Is Mobile Search Taking Over the Restaurant Space?

 Restaurant Space

To find the best place to eat, more and more of today's shoppers rely on information from mobile searches. Whether using a cell phone or tablet, Americans are constantly on-the-go and the same applies to their preferred methods of mobile search activity for restaurants.

As recently as 2010, mobile usage accounted for just 27% of Yelp searches. That figure has more than doubled today. In addition, the CEO of Groupon shared that the level of mobile-related searches for that company is more than triple what it was just a year ago, with more than 50% of all searches handled that way.

Given these trends, it’s very likely that we’ll soon see the vast majority of restaurant searches coming from mobile-based activity rather than desktops.

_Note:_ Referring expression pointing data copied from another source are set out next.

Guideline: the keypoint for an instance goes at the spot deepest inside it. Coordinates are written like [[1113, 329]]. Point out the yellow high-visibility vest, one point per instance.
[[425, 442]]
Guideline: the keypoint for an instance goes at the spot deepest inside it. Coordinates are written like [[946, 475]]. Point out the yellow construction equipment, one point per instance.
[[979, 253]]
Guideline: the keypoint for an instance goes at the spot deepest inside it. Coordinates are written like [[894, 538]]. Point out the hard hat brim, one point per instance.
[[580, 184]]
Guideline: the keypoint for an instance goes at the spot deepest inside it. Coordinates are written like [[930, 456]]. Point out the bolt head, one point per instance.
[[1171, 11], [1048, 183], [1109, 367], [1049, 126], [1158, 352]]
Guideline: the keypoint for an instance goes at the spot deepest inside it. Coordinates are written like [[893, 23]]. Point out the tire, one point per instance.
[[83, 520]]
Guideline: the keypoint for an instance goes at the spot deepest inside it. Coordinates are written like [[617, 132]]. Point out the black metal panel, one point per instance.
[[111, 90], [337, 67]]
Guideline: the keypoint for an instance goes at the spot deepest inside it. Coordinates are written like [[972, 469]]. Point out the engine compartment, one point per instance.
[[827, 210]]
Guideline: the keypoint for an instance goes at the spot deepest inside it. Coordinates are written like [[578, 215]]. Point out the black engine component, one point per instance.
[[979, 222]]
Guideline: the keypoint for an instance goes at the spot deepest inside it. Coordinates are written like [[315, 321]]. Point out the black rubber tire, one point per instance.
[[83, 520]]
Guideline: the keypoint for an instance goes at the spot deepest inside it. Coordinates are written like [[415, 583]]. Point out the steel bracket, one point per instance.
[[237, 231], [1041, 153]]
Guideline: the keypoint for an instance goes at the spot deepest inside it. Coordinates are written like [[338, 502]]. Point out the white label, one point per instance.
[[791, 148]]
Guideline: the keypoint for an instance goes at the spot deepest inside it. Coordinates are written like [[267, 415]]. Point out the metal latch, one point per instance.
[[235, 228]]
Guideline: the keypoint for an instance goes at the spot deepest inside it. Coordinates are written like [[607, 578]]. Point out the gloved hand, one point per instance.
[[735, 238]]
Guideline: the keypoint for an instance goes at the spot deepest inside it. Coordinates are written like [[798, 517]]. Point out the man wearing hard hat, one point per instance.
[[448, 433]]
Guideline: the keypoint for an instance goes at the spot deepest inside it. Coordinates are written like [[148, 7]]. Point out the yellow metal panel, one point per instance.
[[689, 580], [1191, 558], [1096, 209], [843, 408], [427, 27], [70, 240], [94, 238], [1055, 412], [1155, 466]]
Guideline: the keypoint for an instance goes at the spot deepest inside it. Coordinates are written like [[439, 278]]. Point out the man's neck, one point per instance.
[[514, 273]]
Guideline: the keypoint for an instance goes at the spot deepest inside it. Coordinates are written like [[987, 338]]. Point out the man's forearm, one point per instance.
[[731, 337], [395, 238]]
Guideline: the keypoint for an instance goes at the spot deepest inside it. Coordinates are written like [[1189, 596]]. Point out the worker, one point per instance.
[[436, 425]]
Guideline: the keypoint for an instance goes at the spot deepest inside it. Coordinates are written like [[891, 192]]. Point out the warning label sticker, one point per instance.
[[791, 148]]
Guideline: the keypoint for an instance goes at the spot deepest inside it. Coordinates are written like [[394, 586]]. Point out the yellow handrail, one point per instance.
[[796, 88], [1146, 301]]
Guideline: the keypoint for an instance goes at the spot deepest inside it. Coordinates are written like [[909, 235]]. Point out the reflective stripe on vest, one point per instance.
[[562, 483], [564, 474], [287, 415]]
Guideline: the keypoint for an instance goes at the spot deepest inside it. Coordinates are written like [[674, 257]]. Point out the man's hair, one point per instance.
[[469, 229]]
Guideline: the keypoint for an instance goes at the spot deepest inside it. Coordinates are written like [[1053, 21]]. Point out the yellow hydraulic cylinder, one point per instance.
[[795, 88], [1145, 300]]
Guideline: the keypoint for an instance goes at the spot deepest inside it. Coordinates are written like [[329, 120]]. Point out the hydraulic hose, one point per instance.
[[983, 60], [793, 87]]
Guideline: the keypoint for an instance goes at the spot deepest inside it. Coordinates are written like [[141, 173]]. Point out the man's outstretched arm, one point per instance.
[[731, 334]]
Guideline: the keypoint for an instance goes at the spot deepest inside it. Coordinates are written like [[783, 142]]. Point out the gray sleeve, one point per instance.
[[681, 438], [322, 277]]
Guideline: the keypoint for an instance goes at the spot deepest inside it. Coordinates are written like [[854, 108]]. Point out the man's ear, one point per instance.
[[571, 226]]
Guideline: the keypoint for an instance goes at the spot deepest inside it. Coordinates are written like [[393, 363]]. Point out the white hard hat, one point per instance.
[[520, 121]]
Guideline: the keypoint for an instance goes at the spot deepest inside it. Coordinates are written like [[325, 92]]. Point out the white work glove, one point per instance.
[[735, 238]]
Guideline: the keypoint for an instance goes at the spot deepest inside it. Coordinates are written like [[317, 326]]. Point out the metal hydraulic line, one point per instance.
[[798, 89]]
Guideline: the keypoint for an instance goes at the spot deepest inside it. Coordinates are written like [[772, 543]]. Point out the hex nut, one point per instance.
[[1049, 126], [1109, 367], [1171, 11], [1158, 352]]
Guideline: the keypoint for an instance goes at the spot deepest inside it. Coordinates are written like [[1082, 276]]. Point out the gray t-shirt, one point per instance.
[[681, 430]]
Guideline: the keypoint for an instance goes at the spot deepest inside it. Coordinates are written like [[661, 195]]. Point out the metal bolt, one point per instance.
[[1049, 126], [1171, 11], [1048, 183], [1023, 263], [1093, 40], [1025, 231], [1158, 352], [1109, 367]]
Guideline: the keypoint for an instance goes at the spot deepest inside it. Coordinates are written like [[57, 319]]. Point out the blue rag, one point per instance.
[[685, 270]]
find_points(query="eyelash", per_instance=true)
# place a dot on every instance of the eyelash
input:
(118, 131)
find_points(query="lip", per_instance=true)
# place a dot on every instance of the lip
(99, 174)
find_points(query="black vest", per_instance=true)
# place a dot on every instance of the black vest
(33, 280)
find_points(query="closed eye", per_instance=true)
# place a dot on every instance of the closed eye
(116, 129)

Keyword Data Tells a Similar Story

If we look at the top-20 restaurant searches by volume, a similar trend developing. As mobile searches increase, the Mobile Ratio (a comparison of mobile to desktop search volumes) drops closer to the 1.00 mark, signaling that traffic levels are equalizing. As things unfold in the industry, this trend will only become more pronounced, causing restaurant owners to place an ever-increasing priority on the quality of their digital marketing efforts to remain successful.

Ordering the Right Dish for Mobile

With mobile search rising in importance, you want to make sure to align your online activities with mobile and get in front of this fast-expanding audience. A few ideas for restaurant owners: 

  • Encourage customers to submit Yelp reviews, and suggest that they mention the specific dishes ordered. This will help when diners ask iPhone’s Siri for recommendations because Siri lets you search by menu item (“Siri, who serves ravioli?”)
  • Move toward a “mobile-first” website ASAP. That means creating a phone-friendly site that also works fine for desktop PCs. Most websites do the opposite, but in the restaurant industry, the market favors mobile. Your site design should, too.
  • If you are not ready for a mobile-first site, be sure that your homepage has a clickable phone number with driving directions one click away. This is good common sense for all customers, phone-based or not.
  • Apps are great for keeping in touch with established customers, but only if you need to interact with them a lot. A pizza-delivery restaurant app is a prime example. Restaurant owners in that industry expect frequent business and use the app to automate the process.
  • For restaurants that rely on reservations, make sure you get listed in the search engines that phone users rely upon. Google Places and Yelp are the prime candidates. If you have the right systems in place, OpenTable can be a big advantage in getting spontaneous bookings.
  • Google’s Mobile AdWords can be the best money you spend this year. If your average table brings $100, you might spend $20 on twenty dollar-clicks to get a call for a booking. Maybe less, if you’re outside a major metro area. That’s a lot better than giving half your receipts to Groupon.